Behind the scenes on MatapihiSeptember 7th, 2007
Matapihi is no more! But everything that was in there is now findable in DigitalNZ – Ed.
We have just completed adding more than 600 new artworks, paintings and drawings to Matapihi. These items come from War Art Online, a new digital collection from Archives New Zealand Te Rua Mahara o te Kāwanatanga.
Matapihi is a collaborative project, initialised at the National Digital Forum, as a window to the rich and varied "digital collections of different New Zealand organisations". The website was the recipient of the Créme de la Créme Innovation award in the 2004 TUANZ (e)-vision Awards.
Getting the metadata
Staff at the National Library have been involved in the software and website build, and work collaboratively with peers in partner organisations to organise the metadata that goes into Matapihi. The metadata standard for Matapihi is Dublin Core, XML/RDF and XLINK.
QA and Pre-processing
It is never a straight-forward process, bringing divergent data together from different sources. Once we receive the XML metadata, it goes through a quality assessment (QA) process and we hold discussions with the provider (there may be several rounds of these). Then we put it through a custom-made Java pre-processing program, which parses the data and perform required transformations including
- the expanded form of country abbreviations
- the expanded form of language abbreviations
- expanding date ranges
- replacing non-standard unicode with standard unicode characters
- including the partner label in each record, when it doesn't exist
These transformations make the data better accessible to searchers and to display in proper form across all supported browsers. We built the pre-processor program, over one and a half months, to cover the various types of data processing - file, string and XML. The Java side of the program does the string manipulation - extracting and merging records with files, unicode processing and the like. The XSLT transformations handle the XML metadata level manipulation. The pre-processor outputs system-digestable size metadata load files of 1000 records each.
Loading and configuration
Once the metadata files are ready, they are loaded to a institution-specific 'container' in the repository. The container is then linked to an online collection for that particular institution. Finally, all these collections are then linked together in one Matapihi collection. However, the separate institution collections facilitate an advanced search on a particular institution.
Showcases and Lucky Dip
After the metadata load, the next steps are to include the latest records in the various features we have to make them more accessible. Yes, I'm referring to the Showcases and Lucky Dips.
Showcases are collections defined in our digital repository system. Showcases are meant to provide a way for users to browse through items based on a particular subject or theme such as Kiwiana, Self-portraits, Native Birds and many more. Authorised curators for each institution, select items that belong to a showcase theme. Then, the selected items are added to the relevant showcase collection.

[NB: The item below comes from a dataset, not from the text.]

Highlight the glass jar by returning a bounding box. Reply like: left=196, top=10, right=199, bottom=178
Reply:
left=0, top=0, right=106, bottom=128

Lucky dip is custom program, written in Perl, that is designed to bring you a random image from the collections, every time you click on the link. Once the partners data is added to the repository, all their item numbers are added to this program. Different partners may supply different number of items, so this program has a weight value assigned to each partner's collection. This value enables each partner to have equal chance of coming up in Lucky Dip, no matter if they have 300 items or 50,000. We do try to be fair.
Other considerations - Tagging
The War Art Online project has done a very nice implementation of tagging. A user can go to any image and add tags relevantto the image contents. Naturally, there have been some queries about tagging in Matapihi. Our current build of Matapihi is based on systems defined in 2004, when tagging wasn't such a common feature. We are in the process of looking at the next generation of platforms that provide this and other related functionality.